Locating the Center of Dilation

Grade 7 students in Big Ideas Math Advanced 2 (Chapter 2: Transformations) learn to locate the center of dilation by drawing lines through corresponding vertices of a pre-image and its dilated image. All such lines intersect at one point—the center of dilation—which acts like a flashlight source.

Key Concepts

Property If you are looking at a pre image and its dilated image, you can work backwards to find the exact Center of Dilation. Because dilations expand outward in straight lines, drawing straight lines through corresponding vertices (connecting A to A', B to B', C to C', and extending them) will eventually make all the lines intersect at one single point. That intersection is the Center of Dilation.
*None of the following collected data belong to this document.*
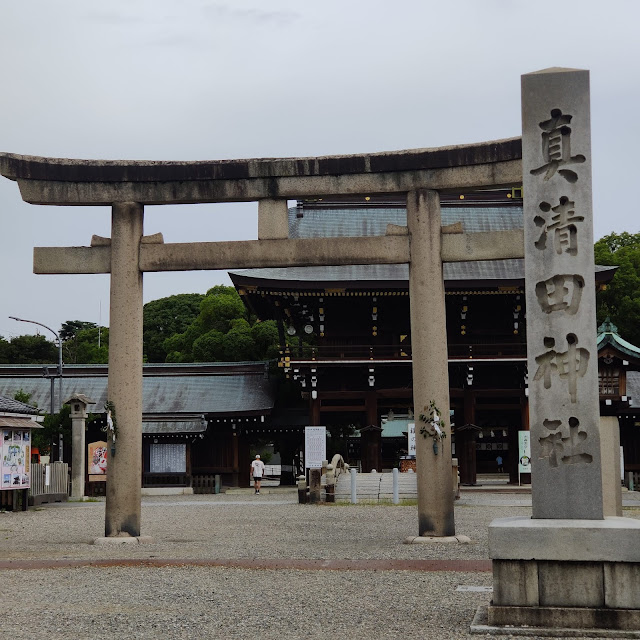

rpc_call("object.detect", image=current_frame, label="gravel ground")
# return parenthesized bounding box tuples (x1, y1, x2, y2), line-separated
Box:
(2, 491, 639, 639)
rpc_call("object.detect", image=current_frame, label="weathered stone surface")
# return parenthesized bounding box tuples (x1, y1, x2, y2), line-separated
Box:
(522, 67, 603, 520)
(489, 516, 640, 562)
(601, 415, 623, 517)
(104, 202, 144, 538)
(33, 229, 525, 275)
(0, 138, 521, 182)
(492, 560, 539, 606)
(485, 604, 640, 631)
(605, 563, 640, 609)
(407, 189, 454, 537)
(257, 198, 289, 240)
(538, 561, 604, 607)
(0, 139, 522, 206)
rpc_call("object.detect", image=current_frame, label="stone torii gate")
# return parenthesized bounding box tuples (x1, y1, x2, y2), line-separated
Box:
(0, 139, 523, 539)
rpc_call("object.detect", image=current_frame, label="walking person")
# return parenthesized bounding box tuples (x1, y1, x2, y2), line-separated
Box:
(251, 454, 265, 494)
(496, 454, 504, 473)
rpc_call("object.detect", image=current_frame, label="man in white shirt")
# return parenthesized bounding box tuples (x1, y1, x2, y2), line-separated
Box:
(250, 454, 265, 494)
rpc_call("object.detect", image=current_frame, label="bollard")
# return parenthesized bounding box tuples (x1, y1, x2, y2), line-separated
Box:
(350, 468, 357, 504)
(309, 468, 322, 503)
(214, 474, 221, 495)
(628, 471, 635, 492)
(393, 468, 399, 504)
(297, 474, 308, 504)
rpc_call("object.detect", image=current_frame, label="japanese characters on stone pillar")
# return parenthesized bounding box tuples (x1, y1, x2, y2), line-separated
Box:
(523, 68, 604, 520)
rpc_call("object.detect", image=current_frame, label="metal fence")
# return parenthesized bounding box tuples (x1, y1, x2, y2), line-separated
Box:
(30, 462, 69, 497)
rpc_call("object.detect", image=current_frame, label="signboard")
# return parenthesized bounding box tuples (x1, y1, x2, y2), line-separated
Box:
(408, 422, 416, 456)
(88, 441, 108, 479)
(150, 443, 186, 473)
(1, 429, 30, 490)
(304, 426, 326, 469)
(518, 430, 531, 476)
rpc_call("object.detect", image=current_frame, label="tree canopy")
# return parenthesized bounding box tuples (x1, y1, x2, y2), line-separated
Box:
(594, 232, 640, 346)
(143, 293, 204, 362)
(163, 285, 279, 363)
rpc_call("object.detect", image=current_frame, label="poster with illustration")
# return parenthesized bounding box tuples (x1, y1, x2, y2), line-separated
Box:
(1, 429, 30, 490)
(88, 441, 108, 475)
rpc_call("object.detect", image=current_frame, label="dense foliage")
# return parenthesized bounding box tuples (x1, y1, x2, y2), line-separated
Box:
(162, 285, 279, 363)
(143, 293, 204, 362)
(594, 232, 640, 345)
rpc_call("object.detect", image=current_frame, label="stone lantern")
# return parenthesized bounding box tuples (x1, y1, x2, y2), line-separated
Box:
(65, 393, 95, 499)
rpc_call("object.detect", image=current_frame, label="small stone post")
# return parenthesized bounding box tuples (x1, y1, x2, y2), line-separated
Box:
(350, 468, 357, 504)
(392, 467, 399, 504)
(66, 393, 94, 499)
(407, 189, 454, 537)
(308, 468, 322, 503)
(105, 202, 144, 538)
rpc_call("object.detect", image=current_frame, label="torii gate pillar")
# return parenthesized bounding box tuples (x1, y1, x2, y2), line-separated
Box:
(105, 202, 144, 537)
(408, 189, 454, 536)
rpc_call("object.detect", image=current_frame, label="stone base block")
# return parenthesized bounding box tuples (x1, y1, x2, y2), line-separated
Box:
(93, 535, 154, 545)
(404, 535, 471, 544)
(471, 605, 640, 637)
(488, 604, 640, 632)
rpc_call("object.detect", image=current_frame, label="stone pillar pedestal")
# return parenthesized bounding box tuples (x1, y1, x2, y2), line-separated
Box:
(476, 517, 640, 633)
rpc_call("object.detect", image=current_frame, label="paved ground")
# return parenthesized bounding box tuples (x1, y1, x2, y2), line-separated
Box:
(2, 489, 639, 639)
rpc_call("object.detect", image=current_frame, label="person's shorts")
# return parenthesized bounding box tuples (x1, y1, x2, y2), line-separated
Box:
(253, 476, 262, 482)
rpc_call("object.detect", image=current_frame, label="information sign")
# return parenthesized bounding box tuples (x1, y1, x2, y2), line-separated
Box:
(518, 430, 531, 481)
(305, 426, 326, 469)
(150, 443, 186, 473)
(1, 429, 30, 490)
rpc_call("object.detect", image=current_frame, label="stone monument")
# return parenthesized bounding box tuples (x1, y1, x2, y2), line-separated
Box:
(477, 68, 640, 635)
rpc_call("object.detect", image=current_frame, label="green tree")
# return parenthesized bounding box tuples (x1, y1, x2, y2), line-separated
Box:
(143, 293, 204, 362)
(62, 322, 108, 364)
(6, 334, 58, 364)
(595, 232, 640, 345)
(60, 320, 98, 342)
(0, 336, 10, 364)
(163, 285, 278, 362)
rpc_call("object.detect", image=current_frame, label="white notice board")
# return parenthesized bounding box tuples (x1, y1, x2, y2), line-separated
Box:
(305, 426, 326, 469)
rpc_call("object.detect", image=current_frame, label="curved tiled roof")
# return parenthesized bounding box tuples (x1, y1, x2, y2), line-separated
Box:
(0, 395, 40, 415)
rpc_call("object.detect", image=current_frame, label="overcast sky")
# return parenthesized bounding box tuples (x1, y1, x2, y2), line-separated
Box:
(1, 0, 638, 342)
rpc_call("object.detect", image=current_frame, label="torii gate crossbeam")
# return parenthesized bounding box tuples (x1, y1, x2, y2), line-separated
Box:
(0, 138, 523, 539)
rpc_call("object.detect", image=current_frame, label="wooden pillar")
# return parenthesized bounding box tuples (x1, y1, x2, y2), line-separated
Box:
(458, 389, 478, 485)
(366, 391, 381, 471)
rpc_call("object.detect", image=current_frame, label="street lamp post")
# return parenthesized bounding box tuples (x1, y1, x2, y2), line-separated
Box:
(9, 316, 64, 461)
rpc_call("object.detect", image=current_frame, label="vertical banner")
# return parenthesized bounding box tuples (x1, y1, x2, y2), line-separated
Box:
(522, 68, 603, 519)
(518, 430, 531, 475)
(305, 426, 326, 469)
(408, 422, 416, 456)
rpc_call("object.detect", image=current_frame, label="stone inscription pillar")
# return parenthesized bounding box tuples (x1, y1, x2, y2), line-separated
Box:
(523, 68, 604, 519)
(105, 201, 144, 537)
(407, 189, 454, 536)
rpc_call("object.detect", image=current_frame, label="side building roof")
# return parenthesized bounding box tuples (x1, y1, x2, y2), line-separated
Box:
(0, 363, 275, 423)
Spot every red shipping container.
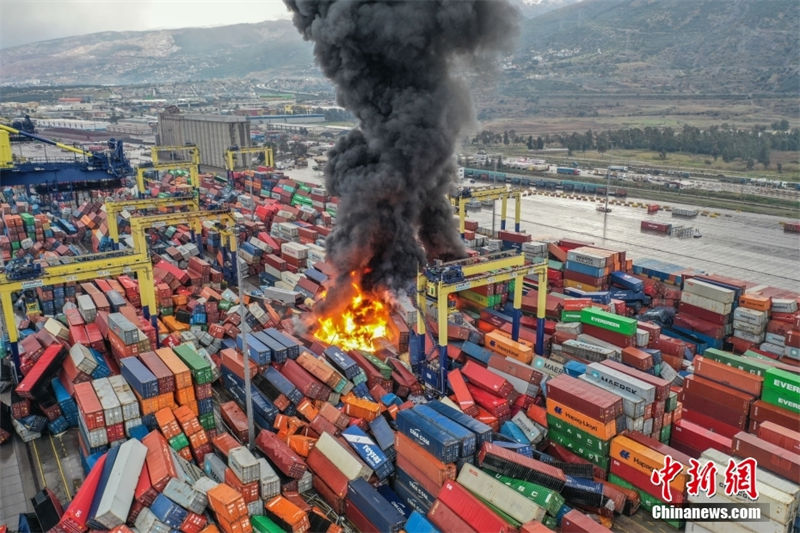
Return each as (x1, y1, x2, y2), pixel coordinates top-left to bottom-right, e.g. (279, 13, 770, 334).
(581, 324, 634, 348)
(671, 418, 733, 455)
(757, 421, 800, 454)
(545, 373, 622, 423)
(679, 392, 748, 429)
(74, 381, 105, 429)
(142, 430, 179, 492)
(561, 509, 613, 533)
(436, 480, 515, 533)
(677, 301, 729, 325)
(732, 431, 800, 481)
(693, 356, 763, 397)
(682, 374, 754, 413)
(621, 347, 654, 371)
(427, 500, 478, 533)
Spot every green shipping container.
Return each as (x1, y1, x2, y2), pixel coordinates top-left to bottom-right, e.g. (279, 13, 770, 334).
(475, 495, 522, 528)
(743, 349, 774, 361)
(545, 414, 610, 454)
(542, 515, 558, 530)
(761, 388, 800, 414)
(608, 474, 684, 529)
(361, 351, 393, 380)
(168, 432, 189, 451)
(172, 343, 213, 384)
(702, 348, 772, 377)
(580, 307, 637, 336)
(548, 430, 610, 470)
(199, 412, 216, 430)
(763, 367, 800, 397)
(660, 424, 671, 444)
(666, 391, 678, 412)
(487, 471, 565, 516)
(560, 310, 582, 322)
(251, 516, 285, 533)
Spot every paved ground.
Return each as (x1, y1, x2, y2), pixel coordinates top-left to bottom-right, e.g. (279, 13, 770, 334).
(469, 190, 799, 291)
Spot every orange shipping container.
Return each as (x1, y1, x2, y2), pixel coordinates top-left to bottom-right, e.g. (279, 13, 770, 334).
(207, 483, 249, 522)
(739, 294, 771, 312)
(156, 347, 193, 389)
(610, 435, 687, 493)
(484, 330, 533, 364)
(546, 398, 616, 440)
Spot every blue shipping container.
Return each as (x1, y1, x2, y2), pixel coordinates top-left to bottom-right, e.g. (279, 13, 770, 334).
(342, 425, 393, 480)
(347, 478, 405, 533)
(120, 357, 158, 399)
(396, 409, 460, 464)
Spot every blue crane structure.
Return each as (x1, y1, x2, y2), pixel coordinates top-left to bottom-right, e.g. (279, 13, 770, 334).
(0, 123, 133, 193)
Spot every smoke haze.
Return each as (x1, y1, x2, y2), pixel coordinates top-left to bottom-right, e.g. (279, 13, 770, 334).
(284, 0, 519, 307)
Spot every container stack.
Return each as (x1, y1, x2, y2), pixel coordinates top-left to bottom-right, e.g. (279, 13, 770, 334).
(544, 374, 621, 473)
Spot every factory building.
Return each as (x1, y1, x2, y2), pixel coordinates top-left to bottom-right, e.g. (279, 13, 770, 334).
(157, 110, 251, 171)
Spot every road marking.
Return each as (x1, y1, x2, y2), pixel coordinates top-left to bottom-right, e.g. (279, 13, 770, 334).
(50, 434, 72, 501)
(30, 440, 47, 488)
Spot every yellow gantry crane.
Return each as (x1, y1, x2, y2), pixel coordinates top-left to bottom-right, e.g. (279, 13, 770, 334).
(452, 186, 522, 236)
(136, 144, 201, 195)
(128, 208, 239, 282)
(414, 251, 548, 392)
(0, 251, 156, 371)
(225, 145, 274, 175)
(105, 194, 200, 247)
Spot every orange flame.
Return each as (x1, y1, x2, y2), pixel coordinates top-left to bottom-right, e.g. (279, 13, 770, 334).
(315, 279, 390, 352)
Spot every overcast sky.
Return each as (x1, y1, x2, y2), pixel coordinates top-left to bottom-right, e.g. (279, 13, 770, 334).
(0, 0, 293, 49)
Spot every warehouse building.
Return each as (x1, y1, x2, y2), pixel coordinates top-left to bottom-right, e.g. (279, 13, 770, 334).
(157, 110, 251, 171)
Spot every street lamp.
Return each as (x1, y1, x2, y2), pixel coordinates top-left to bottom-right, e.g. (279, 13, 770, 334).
(235, 233, 255, 448)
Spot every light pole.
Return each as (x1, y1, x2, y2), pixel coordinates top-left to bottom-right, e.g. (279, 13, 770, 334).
(235, 233, 255, 448)
(602, 171, 610, 242)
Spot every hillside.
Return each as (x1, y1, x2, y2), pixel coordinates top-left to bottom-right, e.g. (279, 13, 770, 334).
(1, 0, 797, 98)
(0, 20, 314, 85)
(509, 0, 799, 95)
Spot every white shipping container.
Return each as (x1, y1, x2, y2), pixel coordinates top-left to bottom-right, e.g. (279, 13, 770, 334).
(193, 476, 220, 494)
(683, 278, 735, 304)
(163, 478, 207, 514)
(765, 332, 786, 346)
(733, 329, 765, 344)
(315, 432, 372, 481)
(680, 291, 733, 315)
(92, 378, 124, 426)
(732, 319, 765, 336)
(257, 458, 281, 500)
(229, 446, 261, 484)
(635, 328, 650, 347)
(77, 294, 97, 322)
(44, 317, 70, 341)
(281, 241, 308, 259)
(772, 298, 798, 313)
(108, 375, 140, 421)
(760, 343, 786, 357)
(576, 334, 622, 361)
(70, 343, 97, 375)
(510, 411, 544, 444)
(124, 418, 143, 437)
(456, 463, 545, 523)
(94, 438, 148, 528)
(134, 507, 171, 533)
(733, 306, 768, 327)
(696, 456, 796, 525)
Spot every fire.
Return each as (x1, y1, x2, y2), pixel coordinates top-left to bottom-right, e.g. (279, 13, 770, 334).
(315, 279, 390, 352)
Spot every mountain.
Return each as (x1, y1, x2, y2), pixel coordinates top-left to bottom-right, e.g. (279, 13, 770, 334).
(1, 0, 797, 96)
(509, 0, 799, 95)
(0, 20, 315, 85)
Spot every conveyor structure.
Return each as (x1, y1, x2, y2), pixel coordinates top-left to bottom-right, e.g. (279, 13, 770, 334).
(452, 186, 522, 237)
(414, 251, 548, 393)
(0, 250, 156, 372)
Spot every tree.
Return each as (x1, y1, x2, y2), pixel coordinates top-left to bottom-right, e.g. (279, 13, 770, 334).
(777, 163, 783, 174)
(536, 136, 544, 149)
(757, 142, 770, 169)
(746, 158, 755, 170)
(503, 131, 510, 145)
(526, 136, 534, 150)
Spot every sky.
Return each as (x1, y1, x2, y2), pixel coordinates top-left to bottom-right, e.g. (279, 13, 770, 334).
(0, 0, 293, 49)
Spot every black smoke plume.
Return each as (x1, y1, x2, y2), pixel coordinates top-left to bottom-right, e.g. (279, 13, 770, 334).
(284, 0, 519, 309)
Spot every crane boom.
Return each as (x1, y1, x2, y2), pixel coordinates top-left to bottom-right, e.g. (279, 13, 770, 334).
(0, 123, 91, 157)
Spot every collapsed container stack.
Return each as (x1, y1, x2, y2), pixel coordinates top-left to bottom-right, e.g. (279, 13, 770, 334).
(4, 172, 800, 533)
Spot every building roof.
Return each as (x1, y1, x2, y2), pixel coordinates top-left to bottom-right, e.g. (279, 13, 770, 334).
(160, 113, 248, 123)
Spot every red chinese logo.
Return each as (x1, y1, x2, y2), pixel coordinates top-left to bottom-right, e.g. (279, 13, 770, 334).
(650, 454, 683, 502)
(724, 457, 759, 500)
(686, 458, 717, 497)
(652, 456, 759, 502)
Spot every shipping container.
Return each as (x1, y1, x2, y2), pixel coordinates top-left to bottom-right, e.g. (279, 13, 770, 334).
(456, 463, 545, 523)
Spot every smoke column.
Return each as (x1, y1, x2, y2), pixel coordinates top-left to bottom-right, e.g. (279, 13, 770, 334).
(284, 0, 519, 309)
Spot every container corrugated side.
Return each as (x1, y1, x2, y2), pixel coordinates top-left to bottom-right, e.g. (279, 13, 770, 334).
(93, 438, 148, 528)
(314, 431, 372, 481)
(457, 463, 545, 524)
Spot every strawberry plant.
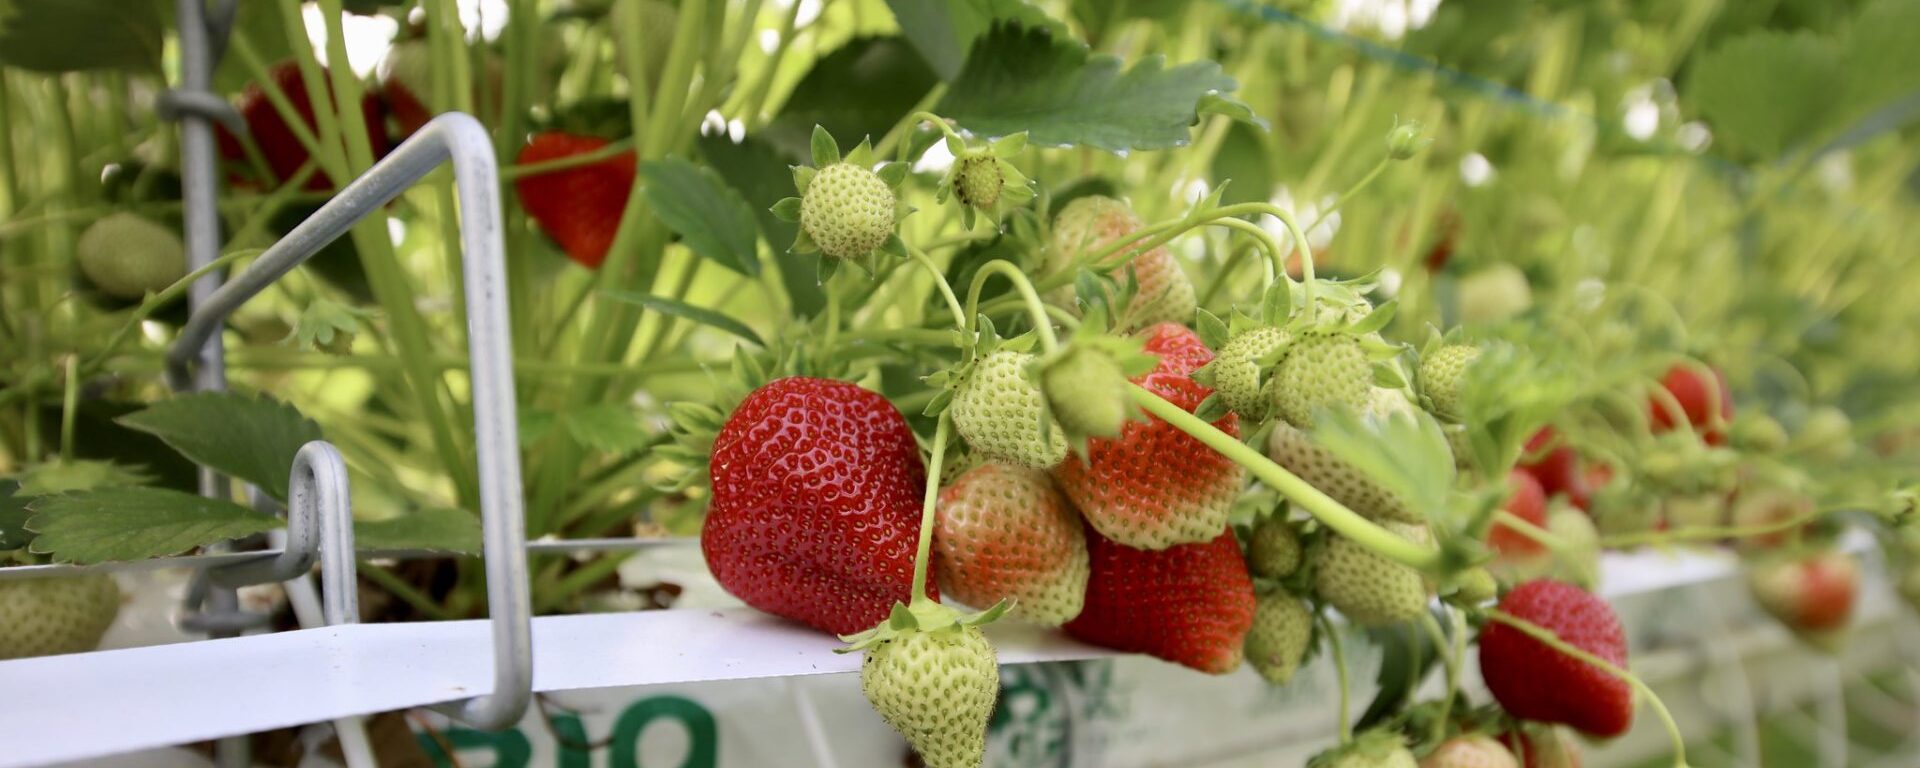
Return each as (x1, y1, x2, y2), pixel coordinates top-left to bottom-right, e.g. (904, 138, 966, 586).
(2, 0, 1920, 766)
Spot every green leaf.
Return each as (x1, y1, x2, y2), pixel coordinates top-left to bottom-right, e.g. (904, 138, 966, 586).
(0, 480, 32, 551)
(885, 0, 1074, 80)
(26, 487, 283, 565)
(354, 507, 481, 555)
(602, 290, 766, 346)
(1686, 30, 1843, 158)
(1355, 609, 1445, 730)
(641, 157, 762, 277)
(1312, 408, 1456, 523)
(1194, 309, 1229, 350)
(117, 393, 324, 502)
(0, 0, 164, 73)
(14, 460, 153, 496)
(563, 403, 653, 456)
(1211, 122, 1275, 207)
(698, 135, 824, 317)
(1840, 0, 1920, 124)
(765, 37, 941, 161)
(213, 0, 292, 93)
(941, 23, 1245, 151)
(291, 298, 376, 355)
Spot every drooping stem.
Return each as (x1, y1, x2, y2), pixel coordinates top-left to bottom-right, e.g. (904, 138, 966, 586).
(1322, 613, 1353, 744)
(966, 260, 1059, 354)
(1601, 507, 1823, 549)
(1309, 156, 1391, 233)
(1251, 203, 1317, 322)
(905, 243, 968, 331)
(1128, 385, 1440, 571)
(1488, 610, 1688, 768)
(1419, 610, 1460, 745)
(908, 414, 952, 605)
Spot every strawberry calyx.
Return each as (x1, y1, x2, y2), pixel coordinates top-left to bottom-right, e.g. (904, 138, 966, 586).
(836, 597, 1010, 653)
(928, 125, 1035, 229)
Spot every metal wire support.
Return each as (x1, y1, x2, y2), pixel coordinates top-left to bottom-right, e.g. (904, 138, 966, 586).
(208, 442, 359, 625)
(163, 112, 533, 731)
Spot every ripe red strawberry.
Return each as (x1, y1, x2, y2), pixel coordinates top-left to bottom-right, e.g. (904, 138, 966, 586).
(1479, 580, 1633, 738)
(1052, 323, 1245, 550)
(1518, 428, 1588, 509)
(1649, 364, 1732, 445)
(512, 131, 637, 269)
(217, 61, 391, 191)
(1489, 469, 1549, 561)
(1748, 549, 1858, 639)
(702, 377, 934, 636)
(1420, 734, 1518, 768)
(934, 464, 1088, 626)
(1064, 528, 1255, 674)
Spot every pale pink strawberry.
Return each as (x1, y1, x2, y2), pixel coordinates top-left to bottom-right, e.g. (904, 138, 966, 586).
(934, 463, 1089, 626)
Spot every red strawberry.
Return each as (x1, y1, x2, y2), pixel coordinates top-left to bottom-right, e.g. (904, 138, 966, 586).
(1479, 580, 1633, 738)
(512, 131, 636, 269)
(1052, 323, 1246, 550)
(1064, 528, 1255, 673)
(1749, 549, 1858, 637)
(217, 61, 391, 191)
(1649, 364, 1732, 445)
(934, 463, 1089, 626)
(1518, 428, 1588, 509)
(1489, 469, 1549, 561)
(702, 377, 934, 636)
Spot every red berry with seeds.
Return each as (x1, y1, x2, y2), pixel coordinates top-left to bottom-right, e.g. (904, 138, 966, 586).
(1479, 580, 1633, 738)
(702, 377, 934, 636)
(1064, 528, 1255, 674)
(513, 131, 637, 269)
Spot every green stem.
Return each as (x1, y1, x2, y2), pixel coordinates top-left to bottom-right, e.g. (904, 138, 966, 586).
(1212, 216, 1284, 287)
(58, 355, 78, 463)
(1419, 610, 1458, 745)
(880, 107, 960, 163)
(1127, 384, 1439, 570)
(1601, 508, 1823, 549)
(501, 138, 637, 180)
(908, 414, 952, 604)
(965, 260, 1058, 353)
(1491, 509, 1571, 552)
(1321, 613, 1352, 744)
(1308, 157, 1390, 234)
(904, 244, 968, 330)
(1488, 610, 1688, 768)
(360, 562, 456, 621)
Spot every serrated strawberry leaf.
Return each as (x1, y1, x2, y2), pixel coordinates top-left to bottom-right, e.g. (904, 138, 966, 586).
(641, 157, 762, 277)
(940, 23, 1248, 152)
(117, 393, 323, 502)
(355, 507, 481, 555)
(1685, 30, 1842, 158)
(26, 487, 283, 565)
(886, 0, 1075, 80)
(0, 480, 32, 551)
(0, 0, 164, 74)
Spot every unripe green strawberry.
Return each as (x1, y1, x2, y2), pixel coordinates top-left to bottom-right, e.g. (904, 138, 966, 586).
(1270, 331, 1371, 429)
(801, 162, 895, 260)
(1312, 522, 1431, 626)
(1662, 492, 1725, 530)
(860, 624, 999, 768)
(1039, 344, 1132, 442)
(1045, 196, 1195, 331)
(0, 574, 120, 659)
(77, 213, 187, 300)
(935, 464, 1089, 626)
(1797, 405, 1855, 462)
(1419, 344, 1479, 423)
(1247, 517, 1303, 579)
(1419, 734, 1518, 768)
(1312, 730, 1419, 768)
(1244, 591, 1312, 684)
(1545, 506, 1600, 590)
(1268, 420, 1422, 523)
(1210, 327, 1290, 421)
(1456, 263, 1532, 324)
(952, 154, 1002, 209)
(951, 350, 1067, 469)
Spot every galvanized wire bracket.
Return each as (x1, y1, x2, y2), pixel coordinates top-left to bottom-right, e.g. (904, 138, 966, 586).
(163, 112, 534, 731)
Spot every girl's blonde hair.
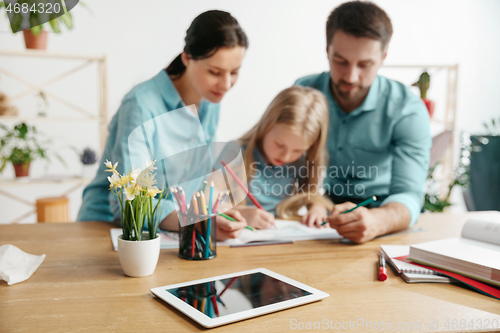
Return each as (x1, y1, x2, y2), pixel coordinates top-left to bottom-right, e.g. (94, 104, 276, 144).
(239, 86, 333, 218)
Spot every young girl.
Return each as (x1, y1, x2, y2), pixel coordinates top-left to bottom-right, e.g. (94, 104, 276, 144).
(219, 86, 333, 229)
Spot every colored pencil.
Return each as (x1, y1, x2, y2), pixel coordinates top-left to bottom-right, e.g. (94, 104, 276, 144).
(212, 192, 223, 214)
(172, 188, 181, 210)
(200, 192, 208, 215)
(218, 213, 255, 231)
(205, 182, 214, 258)
(192, 193, 199, 215)
(179, 187, 186, 214)
(221, 160, 264, 209)
(190, 194, 196, 258)
(230, 240, 294, 247)
(321, 196, 378, 226)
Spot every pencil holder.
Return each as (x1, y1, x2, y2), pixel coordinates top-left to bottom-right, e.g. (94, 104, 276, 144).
(178, 212, 217, 260)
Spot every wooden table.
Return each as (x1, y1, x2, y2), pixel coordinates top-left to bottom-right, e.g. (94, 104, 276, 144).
(1, 213, 499, 332)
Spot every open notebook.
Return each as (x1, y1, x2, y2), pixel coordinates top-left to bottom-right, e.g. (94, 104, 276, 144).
(409, 215, 500, 287)
(111, 219, 342, 251)
(380, 245, 451, 283)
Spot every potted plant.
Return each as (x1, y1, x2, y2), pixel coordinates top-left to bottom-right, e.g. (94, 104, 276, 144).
(0, 122, 58, 178)
(413, 72, 435, 118)
(80, 147, 97, 179)
(461, 118, 500, 211)
(105, 159, 168, 277)
(0, 1, 89, 50)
Examples Finding the Center: You have a small square PQRS and a large square P'Q'R'S'. Place a ruler on point P and point P', draw a long line. Do the same for Q and Q'. The exact spot on the graph where those two lines cross each other is your center of dilation.

Explanation Think of the Center of Dilation as a flashlight, and the shape as an object casting a shadow. The light rays travel in perfectly straight lines through the corners of the object to create the enlarged shadow. By tracing the lines backwards from the shadow (image) through the object (pre image), you will always find the flashlight (center). If you draw the lines and they are perfectly parallel and never cross, then the shape wasn't dilated—it was translated!

Common Questions

How do you find the center of dilation in 7th grade?

Draw lines connecting each vertex of the pre-image to its corresponding image vertex and extend them. All lines intersect at one point, which is the center of dilation.

What is the center of dilation?

The center of dilation is the fixed point from which all dilations expand or contract. Every point of the figure moves along a straight line through this center.

How can you tell if a transformation is a dilation vs a translation?

Draw lines through corresponding vertices. If the lines converge at one point, the transformation is a dilation. If the lines are parallel and never intersect, it is a translation.

What chapter in Big Ideas Math Advanced 2 covers locating the center of dilation?

Chapter 2: Transformations in Big Ideas Math Advanced 2 (Grade 7) covers locating the center of dilation.

What happens to the center of dilation point itself during dilation?

The center of dilation remains fixed. It is the only point that does not move during a dilation.